Le dernier équipage avait accompli une mission de quatre jours, vingt-deux heures, cinquante minutes et quarante-neuf secondes. Le triple vol Soyouz était terminé. Malgré l’échec de la mission d’amarrage, les porte-parole soviétiques ont lancé une offensive médiatique et la mission a été célébrée en grandes pompes. Lors de la réception officielle au Palais des Congrès du Kremlin, tous les cosmonautes ont été récompensés, comme leurs prédécesseurs, du titre suprême de « Héros de l’Union soviétique ». Les rapports de presse soviétique ont mis en avant que l’amarrage n’était pas prévu dans les plans de vol. L’enquête a montré que la défaillance du système Igla était due à des erreurs dans les tests au sol.

La presse soviétique était unanime, l’avenir du programme spatial soviétique se trouvait dans les stations orbitales. Lors de la conférence de presse traditionnelle, Keldysh a mentionné dans son discours d'ouverture « qu'en janvier de cette année, un amarrage d'un vaisseau spatial avait été effectué et que la première station spatiale orbitale expérimentale au monde avait été créée ». Il a annoncé que « le vol de groupe de plusieurs jours de trois engins spatiaux Soyouz avait résolu avec succès les problèmes de pointe relatifs à la création de systèmes spatiaux orbitaux pilotés et aux tests des véhicules ». Les cosmonautes Shatalov, Kubasov, Shonin, Filipchenko, Gorbatko, Volkov et Yeliseyev ont pris la parole lors de la conférence de presse décrivant leur travail dans l'espace. Ils ont partagé leurs observations, très intéressantes pour les spécialistes, mais aucun d'entre eux n'a osé laisser entendre que la mission principale du programme n'avait pas été accomplie.

La confusion sur la politique spatiale qui avait régné au début de l’année semblait terminée. L’académicien Sedov, l’homme qui avait annoncé le lancement d’un satellite soviétique pendant l’Année géophysique internationale en 1955, a déclaré aux journalistes au Pérou fin octobre 1969 que l’Union soviétique n’avait jamais annoncé qu’elle enverrait des hommes sur la Lune[2].

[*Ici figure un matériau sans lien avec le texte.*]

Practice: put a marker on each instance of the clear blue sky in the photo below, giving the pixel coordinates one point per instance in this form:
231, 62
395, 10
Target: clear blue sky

Heureusement pour Sedov, personne n’a pris la peine de lui rappeler ses déclarations passées sur le sujet. Lors d’une conférence de presse post-vol de la mission Soyouz 6/7/8 le 4 novembre, le président de l’Académie des sciences Keldysh a souligné que les efforts soviétiques dans l’espace se concentreraient sur la création de la première station spatiale orbitale permanente. Le 24 octobre, Keldysh a déclaré à la presse suédoise : « Nous n’avons plus de plans pour des vols lunaires habités. »

Dans un discours prononcé le 22 octobre au Palais des Congrès du Kremlin, qui s’est révélé rétrospectivement aussi important pour le programme spatial soviétique que le discours de Kennedy en 1961 pour les États-Unis, le Premier Secrétaire du Comité Central du Parti Communiste Leonid Brejnev a déclaré :

Notre pays a un vaste programme spatial [...] élaboré depuis de nombreuses années [...] Nous suivons notre propre voie : nous avançons de façon cohérente et ciblée. La cosmonautique soviétique résout des problèmes de complexité croissante [...] Notre route vers la conquête de l'Espace est celle qui résout les questions vitales et fondamentales, les problèmes de base de la Science et de la technologie [...]

Aleksey Yeliseyev (assis) et Vladimir Shatalov lors d'une conférence de presse à Karaganda, RSS du Kazakhstan.